Silly Putty Season
AutoGPT and BabyAGI dropped and now the floor is moving.
AutoGPT and BabyAGI both faded, exactly as predicted. They didn't work. That wasn't the point. The point was the architecture — an LLM managing its own task list, calling tools, looping — and that architecture became everything. Claude Code, Devin, Cursor agents, CrewAI. The silly putty hardened into the real thing.
There is a specific feeling — you've been keeping up, mostly, skimming the papers, running the demos, generally having a handle on things — and then something drops and you realize you have been standing still while the room was moving.

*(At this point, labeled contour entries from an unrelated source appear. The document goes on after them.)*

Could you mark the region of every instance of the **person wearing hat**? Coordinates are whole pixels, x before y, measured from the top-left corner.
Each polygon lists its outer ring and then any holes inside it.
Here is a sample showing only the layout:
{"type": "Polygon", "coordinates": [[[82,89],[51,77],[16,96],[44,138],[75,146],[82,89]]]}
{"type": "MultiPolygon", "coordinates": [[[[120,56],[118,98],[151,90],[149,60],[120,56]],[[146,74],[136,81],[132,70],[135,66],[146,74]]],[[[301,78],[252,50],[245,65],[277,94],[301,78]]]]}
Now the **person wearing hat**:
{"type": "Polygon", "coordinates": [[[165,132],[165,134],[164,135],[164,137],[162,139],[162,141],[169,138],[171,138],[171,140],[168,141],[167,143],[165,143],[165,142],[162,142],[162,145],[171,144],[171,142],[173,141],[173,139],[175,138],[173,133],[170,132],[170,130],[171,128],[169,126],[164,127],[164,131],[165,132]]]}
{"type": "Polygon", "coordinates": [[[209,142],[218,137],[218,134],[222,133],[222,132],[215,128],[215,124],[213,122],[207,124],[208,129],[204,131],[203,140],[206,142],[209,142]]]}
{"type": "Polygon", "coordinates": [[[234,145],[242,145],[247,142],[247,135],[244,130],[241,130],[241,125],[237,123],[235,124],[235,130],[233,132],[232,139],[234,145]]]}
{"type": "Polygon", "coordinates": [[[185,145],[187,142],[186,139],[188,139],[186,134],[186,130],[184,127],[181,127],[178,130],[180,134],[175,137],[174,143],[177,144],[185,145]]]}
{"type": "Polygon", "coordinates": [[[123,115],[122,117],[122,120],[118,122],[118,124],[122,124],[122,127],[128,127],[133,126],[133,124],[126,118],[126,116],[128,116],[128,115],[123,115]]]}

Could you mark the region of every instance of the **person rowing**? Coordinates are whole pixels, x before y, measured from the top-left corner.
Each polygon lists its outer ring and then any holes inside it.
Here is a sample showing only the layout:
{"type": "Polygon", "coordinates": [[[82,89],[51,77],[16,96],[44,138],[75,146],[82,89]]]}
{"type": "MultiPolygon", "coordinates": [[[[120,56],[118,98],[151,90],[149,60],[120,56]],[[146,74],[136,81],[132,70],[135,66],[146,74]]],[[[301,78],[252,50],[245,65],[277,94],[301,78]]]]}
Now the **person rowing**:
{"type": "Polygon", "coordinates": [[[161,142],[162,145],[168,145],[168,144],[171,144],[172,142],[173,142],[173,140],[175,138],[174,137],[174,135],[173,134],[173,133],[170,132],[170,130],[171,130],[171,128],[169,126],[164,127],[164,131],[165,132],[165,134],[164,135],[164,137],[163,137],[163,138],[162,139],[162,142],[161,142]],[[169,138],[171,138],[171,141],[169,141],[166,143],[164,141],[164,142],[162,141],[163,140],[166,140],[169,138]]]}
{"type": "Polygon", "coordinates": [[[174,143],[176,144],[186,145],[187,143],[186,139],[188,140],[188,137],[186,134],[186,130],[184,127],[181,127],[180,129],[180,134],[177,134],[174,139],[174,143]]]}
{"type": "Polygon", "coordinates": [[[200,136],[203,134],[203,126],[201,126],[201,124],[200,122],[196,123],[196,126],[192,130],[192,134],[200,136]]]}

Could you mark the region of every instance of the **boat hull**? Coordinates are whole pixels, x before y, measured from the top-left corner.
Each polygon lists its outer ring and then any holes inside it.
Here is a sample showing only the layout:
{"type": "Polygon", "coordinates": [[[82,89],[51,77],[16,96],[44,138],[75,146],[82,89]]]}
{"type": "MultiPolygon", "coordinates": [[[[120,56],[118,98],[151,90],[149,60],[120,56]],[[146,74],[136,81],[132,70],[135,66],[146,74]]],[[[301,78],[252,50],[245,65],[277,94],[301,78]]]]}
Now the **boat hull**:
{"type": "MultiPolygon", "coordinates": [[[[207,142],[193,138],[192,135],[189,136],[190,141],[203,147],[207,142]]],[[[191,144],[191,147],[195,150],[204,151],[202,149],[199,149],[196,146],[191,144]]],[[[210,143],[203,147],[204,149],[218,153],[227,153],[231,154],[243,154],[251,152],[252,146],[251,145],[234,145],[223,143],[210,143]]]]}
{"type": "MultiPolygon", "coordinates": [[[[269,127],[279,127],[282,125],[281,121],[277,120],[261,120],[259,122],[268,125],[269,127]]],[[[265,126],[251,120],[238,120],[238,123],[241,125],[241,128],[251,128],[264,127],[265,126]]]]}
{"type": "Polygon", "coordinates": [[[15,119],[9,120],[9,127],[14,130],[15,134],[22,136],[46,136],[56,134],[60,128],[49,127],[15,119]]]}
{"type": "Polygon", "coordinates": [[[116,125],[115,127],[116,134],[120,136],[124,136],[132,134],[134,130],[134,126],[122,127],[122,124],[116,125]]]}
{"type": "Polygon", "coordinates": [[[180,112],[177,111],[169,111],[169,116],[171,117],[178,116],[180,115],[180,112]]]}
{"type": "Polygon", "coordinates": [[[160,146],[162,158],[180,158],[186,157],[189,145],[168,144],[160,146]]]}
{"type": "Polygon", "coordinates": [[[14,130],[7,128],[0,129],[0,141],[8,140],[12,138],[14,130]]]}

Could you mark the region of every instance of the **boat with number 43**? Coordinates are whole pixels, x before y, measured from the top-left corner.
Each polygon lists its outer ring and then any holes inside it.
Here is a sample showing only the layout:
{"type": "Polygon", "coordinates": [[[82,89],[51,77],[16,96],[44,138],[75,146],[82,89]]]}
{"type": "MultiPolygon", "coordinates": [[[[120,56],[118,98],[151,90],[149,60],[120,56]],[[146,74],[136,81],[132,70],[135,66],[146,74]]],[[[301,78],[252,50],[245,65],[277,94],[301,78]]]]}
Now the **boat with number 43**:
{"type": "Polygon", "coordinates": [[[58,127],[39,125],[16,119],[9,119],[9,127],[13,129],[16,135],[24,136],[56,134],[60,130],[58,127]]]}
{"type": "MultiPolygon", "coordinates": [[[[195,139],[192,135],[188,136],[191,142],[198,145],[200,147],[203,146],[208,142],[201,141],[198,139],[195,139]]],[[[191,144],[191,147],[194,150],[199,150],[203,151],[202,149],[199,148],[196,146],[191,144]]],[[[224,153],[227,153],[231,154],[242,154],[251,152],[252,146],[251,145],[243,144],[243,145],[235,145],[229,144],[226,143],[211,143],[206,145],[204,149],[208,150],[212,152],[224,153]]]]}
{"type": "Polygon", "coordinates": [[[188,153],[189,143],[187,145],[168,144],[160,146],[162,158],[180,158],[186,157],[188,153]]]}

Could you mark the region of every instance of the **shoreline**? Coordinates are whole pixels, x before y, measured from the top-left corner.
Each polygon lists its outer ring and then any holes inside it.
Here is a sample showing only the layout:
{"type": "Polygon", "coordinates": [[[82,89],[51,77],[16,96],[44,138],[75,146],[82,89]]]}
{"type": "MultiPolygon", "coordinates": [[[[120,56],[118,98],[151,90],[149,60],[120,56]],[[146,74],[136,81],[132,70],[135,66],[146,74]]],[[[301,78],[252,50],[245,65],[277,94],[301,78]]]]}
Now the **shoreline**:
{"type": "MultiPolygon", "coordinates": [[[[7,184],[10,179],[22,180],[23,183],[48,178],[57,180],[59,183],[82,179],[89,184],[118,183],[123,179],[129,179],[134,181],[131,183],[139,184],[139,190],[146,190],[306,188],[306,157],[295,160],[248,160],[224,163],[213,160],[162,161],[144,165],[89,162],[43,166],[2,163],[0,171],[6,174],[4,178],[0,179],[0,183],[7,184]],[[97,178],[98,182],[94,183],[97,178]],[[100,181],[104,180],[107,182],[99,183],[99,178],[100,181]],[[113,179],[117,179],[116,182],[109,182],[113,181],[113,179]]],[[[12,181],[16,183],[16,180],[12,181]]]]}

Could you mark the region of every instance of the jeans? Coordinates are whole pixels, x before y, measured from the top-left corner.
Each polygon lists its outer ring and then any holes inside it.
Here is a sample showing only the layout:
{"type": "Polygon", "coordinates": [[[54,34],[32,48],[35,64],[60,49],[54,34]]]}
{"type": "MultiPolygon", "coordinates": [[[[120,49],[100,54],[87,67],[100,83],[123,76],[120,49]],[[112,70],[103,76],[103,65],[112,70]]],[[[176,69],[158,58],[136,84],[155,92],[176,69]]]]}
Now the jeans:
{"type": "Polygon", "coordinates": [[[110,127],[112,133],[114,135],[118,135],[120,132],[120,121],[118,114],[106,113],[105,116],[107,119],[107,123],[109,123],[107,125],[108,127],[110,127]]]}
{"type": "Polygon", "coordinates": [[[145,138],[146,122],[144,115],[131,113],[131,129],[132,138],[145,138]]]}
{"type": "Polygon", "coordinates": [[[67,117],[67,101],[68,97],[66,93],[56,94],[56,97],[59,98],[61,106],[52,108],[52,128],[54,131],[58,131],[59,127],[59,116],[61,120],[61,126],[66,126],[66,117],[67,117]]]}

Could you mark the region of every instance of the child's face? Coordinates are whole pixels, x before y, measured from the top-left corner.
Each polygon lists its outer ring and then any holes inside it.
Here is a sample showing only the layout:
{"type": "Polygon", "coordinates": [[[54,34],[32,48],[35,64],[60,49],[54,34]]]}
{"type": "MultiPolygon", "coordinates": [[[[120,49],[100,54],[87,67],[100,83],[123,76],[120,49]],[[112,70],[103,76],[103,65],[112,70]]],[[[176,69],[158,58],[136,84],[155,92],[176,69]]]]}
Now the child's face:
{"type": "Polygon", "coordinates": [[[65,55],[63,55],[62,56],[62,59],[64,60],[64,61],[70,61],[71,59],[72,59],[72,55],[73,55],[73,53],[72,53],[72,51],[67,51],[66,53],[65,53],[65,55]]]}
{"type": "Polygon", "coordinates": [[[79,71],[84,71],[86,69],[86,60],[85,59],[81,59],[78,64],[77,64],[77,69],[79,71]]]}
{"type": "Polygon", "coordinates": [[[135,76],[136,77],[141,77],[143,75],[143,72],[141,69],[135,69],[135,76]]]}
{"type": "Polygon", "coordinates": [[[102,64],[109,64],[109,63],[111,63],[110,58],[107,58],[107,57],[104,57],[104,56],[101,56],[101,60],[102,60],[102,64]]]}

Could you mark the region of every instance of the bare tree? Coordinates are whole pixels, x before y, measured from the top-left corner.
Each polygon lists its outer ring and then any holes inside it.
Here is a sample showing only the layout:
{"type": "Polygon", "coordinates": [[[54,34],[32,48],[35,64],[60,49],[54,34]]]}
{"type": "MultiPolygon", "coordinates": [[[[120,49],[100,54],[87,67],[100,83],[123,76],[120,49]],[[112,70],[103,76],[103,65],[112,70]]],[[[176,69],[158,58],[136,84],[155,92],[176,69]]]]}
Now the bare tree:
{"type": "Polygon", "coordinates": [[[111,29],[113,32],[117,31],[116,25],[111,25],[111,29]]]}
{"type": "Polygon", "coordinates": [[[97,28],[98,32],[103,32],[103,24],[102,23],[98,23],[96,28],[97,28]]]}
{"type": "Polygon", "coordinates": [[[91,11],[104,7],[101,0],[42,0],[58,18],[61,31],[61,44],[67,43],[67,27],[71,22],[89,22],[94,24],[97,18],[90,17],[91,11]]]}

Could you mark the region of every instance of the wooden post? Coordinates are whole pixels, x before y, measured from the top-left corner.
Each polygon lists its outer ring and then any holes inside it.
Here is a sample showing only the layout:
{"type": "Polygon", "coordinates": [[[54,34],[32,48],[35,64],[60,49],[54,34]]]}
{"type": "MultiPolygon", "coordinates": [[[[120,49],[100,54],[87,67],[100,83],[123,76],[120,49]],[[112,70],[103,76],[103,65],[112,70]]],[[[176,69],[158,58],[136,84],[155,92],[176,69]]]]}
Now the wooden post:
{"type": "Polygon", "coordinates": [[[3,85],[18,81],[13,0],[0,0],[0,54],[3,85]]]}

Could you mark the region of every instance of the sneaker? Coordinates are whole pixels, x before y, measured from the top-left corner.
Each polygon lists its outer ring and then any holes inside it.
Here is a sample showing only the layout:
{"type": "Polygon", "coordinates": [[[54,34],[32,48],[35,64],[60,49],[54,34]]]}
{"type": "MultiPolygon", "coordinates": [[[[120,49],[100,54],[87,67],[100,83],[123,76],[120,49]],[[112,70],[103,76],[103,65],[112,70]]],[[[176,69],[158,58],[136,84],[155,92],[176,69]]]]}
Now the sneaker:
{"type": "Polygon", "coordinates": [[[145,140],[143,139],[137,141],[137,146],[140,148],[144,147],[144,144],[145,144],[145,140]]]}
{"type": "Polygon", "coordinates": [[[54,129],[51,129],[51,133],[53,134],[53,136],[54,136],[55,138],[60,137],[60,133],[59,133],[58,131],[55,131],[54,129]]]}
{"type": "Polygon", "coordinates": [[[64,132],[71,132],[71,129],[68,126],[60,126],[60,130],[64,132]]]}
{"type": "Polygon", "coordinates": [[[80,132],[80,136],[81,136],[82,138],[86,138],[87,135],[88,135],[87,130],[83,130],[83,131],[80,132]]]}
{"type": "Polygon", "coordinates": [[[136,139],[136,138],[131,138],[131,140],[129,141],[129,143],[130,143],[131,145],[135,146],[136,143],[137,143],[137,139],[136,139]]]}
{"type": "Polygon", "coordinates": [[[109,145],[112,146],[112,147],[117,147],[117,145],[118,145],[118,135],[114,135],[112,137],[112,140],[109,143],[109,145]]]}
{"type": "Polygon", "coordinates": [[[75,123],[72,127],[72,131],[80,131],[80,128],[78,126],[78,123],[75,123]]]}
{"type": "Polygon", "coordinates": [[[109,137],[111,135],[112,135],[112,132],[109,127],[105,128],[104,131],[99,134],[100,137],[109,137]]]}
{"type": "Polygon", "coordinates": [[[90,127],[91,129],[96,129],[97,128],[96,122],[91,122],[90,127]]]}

AutoGPT and BabyAGI are that thing right now.
Not because they work particularly well. They don't, not really — watch one spin for twenty minutes chasing its own tail in a browser window and you'll understand what I mean. But that's not the point. The point is that someone looked at GPT-4 and thought: what if I just... kept asking it what to do next. What if it planned its own tasks. What if the output of one call was the input to the next and you just let it run until something happened.
Nobody designed this. It's penicillin. It's silly putty. It's a graduate student who forgot to clean his petri dish and stumbled into something that shouldn't exist yet.
And now it does exist, and every framework built around the idea of a single well-crafted prompt feels like a horse and buggy.
The uncomfortable thing about these accidental inventions is that they have a way of becoming load-bearing before anyone has time to assess whether they should be. We're going to build a lot of things on top of this. Some of those things will be embarrassing in retrospect. Most of us won't wait to find out which.
I checked the AutoGPT GitHub stars this morning. That was a mistake.